Las inquietudes de la Asociación de Industriales Metalúrgicos de Mendoza (Asinmet) y la Unión Obrera Metalúrgica (UOM) comenzaron por puntos distintos, pero confluyeron en lo mismo: la creación del primer curso gratuito para que unas 40 mujeres se capacitaran en soldadura en acero carbono. La iniciativa fue posible, también, gracias a la participación de la Municipalidad de San Martín y la Cámara de Industria y Comercio del mismo departamento.

Con 520 horas de capacitación teórico práctica en soldadura Tig y Mig (acero al carbono y acero inoxidable) distribuidas en 8 meses, 38 estudiantes de entre 20 y 56 años –que quedaron luego de una convocatoria inicial y sorprendente para los organizadores de 300 mujeres- están por obtener su certificado y, el año que viene, muchas de ellas buscarán insertarse en el mercado laboral como operarias o ayudantes en cualquier empresa del sector.

Monsserrat Bahamonde, presidenta de la Comisión de Equidad de Asinmet y primera mujer en participar de dicha Asociación, explicó que es un programa de calificación en oficios de la industria metalmecánica y metalúrgica para mujeres con el fin de brindarles empleo registrado bajo la premisa de desmasculinizar puestos de trabajo tradicionalmente para varones así como de fomentar la inclusión, la equidad y producir una mejora en la calidad de vida y en el ambiente laboral de la industria.

“Hace tiempo que teníamos la inquietud de insertar a más mujeres en un sector en el que predominan los hombres tanto en puestos jerárquicos como operativos”, relató Mariano Guizzo, presidente de Asinmet, quien encontró una idea similar del lado del sindicato, en una conversación informal con el secretario adjunto de la UOM a nivel provincial a cargo de la delegación Este, Roberto Figueroa.

“Las esposas de muchos de nuestros asociados nos pedían capacitaciones para poder hacer cosas en la casa por su cuenta”, contó Figueroa que fue su disparador. Fue así que, con la idea de aportar un servicio a quienes quisieran formarse y a las empresas con dificultades para conseguir este tipo de mano de obra, la asociación empresaria y el gremio armaron la capacitación gratuita.

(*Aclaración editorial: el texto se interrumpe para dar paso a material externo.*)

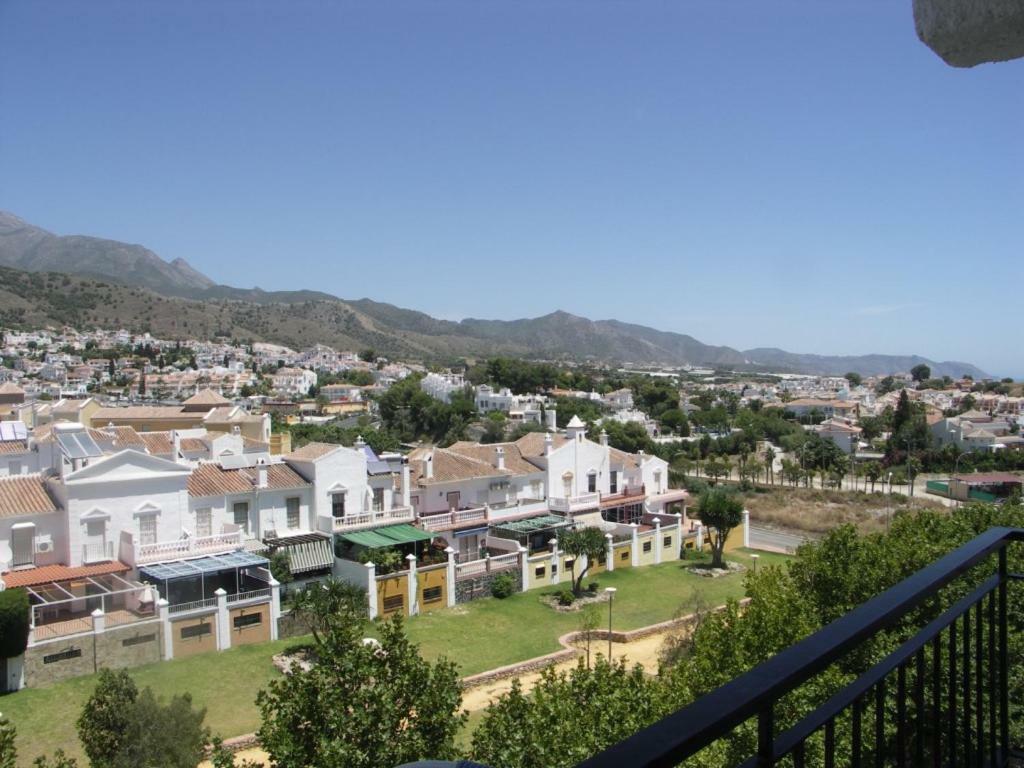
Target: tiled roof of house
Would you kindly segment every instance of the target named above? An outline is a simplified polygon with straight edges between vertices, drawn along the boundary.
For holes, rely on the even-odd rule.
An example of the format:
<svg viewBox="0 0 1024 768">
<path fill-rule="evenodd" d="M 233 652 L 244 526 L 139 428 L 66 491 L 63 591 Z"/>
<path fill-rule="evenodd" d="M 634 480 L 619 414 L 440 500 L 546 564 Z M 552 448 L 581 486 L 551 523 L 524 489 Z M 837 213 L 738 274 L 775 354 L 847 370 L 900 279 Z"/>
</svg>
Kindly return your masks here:
<svg viewBox="0 0 1024 768">
<path fill-rule="evenodd" d="M 308 486 L 309 483 L 287 464 L 267 464 L 266 488 L 285 490 Z M 248 494 L 256 487 L 256 467 L 224 469 L 218 464 L 200 464 L 188 476 L 188 495 L 193 497 Z"/>
<path fill-rule="evenodd" d="M 561 447 L 567 442 L 565 435 L 550 433 L 551 434 L 551 446 L 553 449 Z M 524 434 L 515 444 L 519 446 L 519 453 L 525 457 L 539 457 L 544 456 L 544 432 L 529 432 Z"/>
<path fill-rule="evenodd" d="M 230 400 L 224 397 L 219 392 L 215 392 L 212 389 L 202 389 L 187 400 L 182 402 L 182 406 L 209 406 L 213 408 L 214 406 L 229 406 Z"/>
<path fill-rule="evenodd" d="M 77 567 L 70 567 L 68 565 L 42 565 L 38 568 L 9 571 L 3 574 L 3 581 L 7 587 L 38 587 L 41 584 L 49 584 L 50 582 L 70 582 L 73 579 L 84 579 L 90 575 L 124 573 L 130 569 L 128 565 L 118 560 L 97 562 L 92 565 L 79 565 Z"/>
<path fill-rule="evenodd" d="M 311 462 L 317 459 L 332 454 L 341 445 L 334 442 L 307 442 L 302 447 L 295 449 L 292 453 L 286 456 L 286 459 L 294 459 L 300 462 Z"/>
<path fill-rule="evenodd" d="M 509 470 L 512 474 L 528 475 L 541 471 L 540 467 L 530 464 L 522 457 L 522 452 L 514 442 L 495 442 L 481 445 L 478 442 L 463 440 L 449 445 L 447 450 L 461 456 L 468 456 L 470 459 L 476 459 L 479 462 L 493 465 L 495 461 L 495 449 L 497 447 L 505 450 L 505 469 Z"/>
<path fill-rule="evenodd" d="M 41 475 L 0 477 L 0 517 L 56 512 Z"/>
</svg>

En el camino, se buscó apoyo ya que hay que tener en cuenta que la inversión realizada para capacitar a cada mujer es de $34.000; lo que incluye las horas docentes, los elementos de protección personal y los materiales para la soldadura. Fue así que se sumó la Municipalidad y la Cámara Industrial de San Martín y cada parte aportó lo suyo (y lo sostuvo en el tiempo) para el éxito del programa.

“Es un ejemplo de cómo sindicato, empresas y sector público logramos aunar voluntades para satisfacer una necesidad específica del sector”, apuntó Guizzo en referencia a la falta de mano de obra en este rubro así como a la ventaja con que el género femenino puede correr en relación a la mayor capacidad de detalle, concentración y motricidad fina. Eso, por no mencionar la importancia de ampliar la perspectiva de género dentro de talleres eminentemente masculinos.

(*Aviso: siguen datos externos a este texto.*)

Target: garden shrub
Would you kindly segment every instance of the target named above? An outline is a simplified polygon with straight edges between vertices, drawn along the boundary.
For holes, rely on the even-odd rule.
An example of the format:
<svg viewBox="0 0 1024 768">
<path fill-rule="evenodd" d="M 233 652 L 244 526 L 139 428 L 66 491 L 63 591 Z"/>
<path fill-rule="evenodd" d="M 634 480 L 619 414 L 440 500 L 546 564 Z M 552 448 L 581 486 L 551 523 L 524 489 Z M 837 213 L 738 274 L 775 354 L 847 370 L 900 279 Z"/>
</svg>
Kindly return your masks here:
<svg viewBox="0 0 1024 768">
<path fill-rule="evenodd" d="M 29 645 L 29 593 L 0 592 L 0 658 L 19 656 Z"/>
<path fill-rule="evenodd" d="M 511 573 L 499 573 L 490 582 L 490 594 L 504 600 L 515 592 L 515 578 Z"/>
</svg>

“En puestos clave como el de soldadores/as, torneros/as, operadores/as de izaje, y otros, existe una alta demanda por parte de la industria y muy poca oferta de mano de obra, por lo que el programa busca calificar en forma gradual y progresiva a mujeres en oficios que se encontraban destinados al sexo masculino y del que las mujeres se auto excluían”, subrayó Bahamonde.

Hoy hay tres grupos que finalizan su aprendizaje en “zona dura” en los talleres y que comenzaron en marzo en plena pandemia la parte teórica a través de clases vía zoom con dificultades de muchas de las aprendices para acceder a internet que, finalmente, fueron vencidas por el deseo de formarse.

Tanto desde el sindicato como desde el sector empresarial están satisfechos con el programa que ahora apuntan a replicar en otros departamentos con una dinámica similar y los municipios y cámaras correspondientes.

De hecho, ya hay convenios firmados con San Rafael y Luján de Cuyo al tiempo que se trabaja con Impsa para comenzar un nuevo ciclo en marzo 2022 destinado a 50 mujeres de Capital, Godoy Cruz, Luján, Maipú y Guaymallén.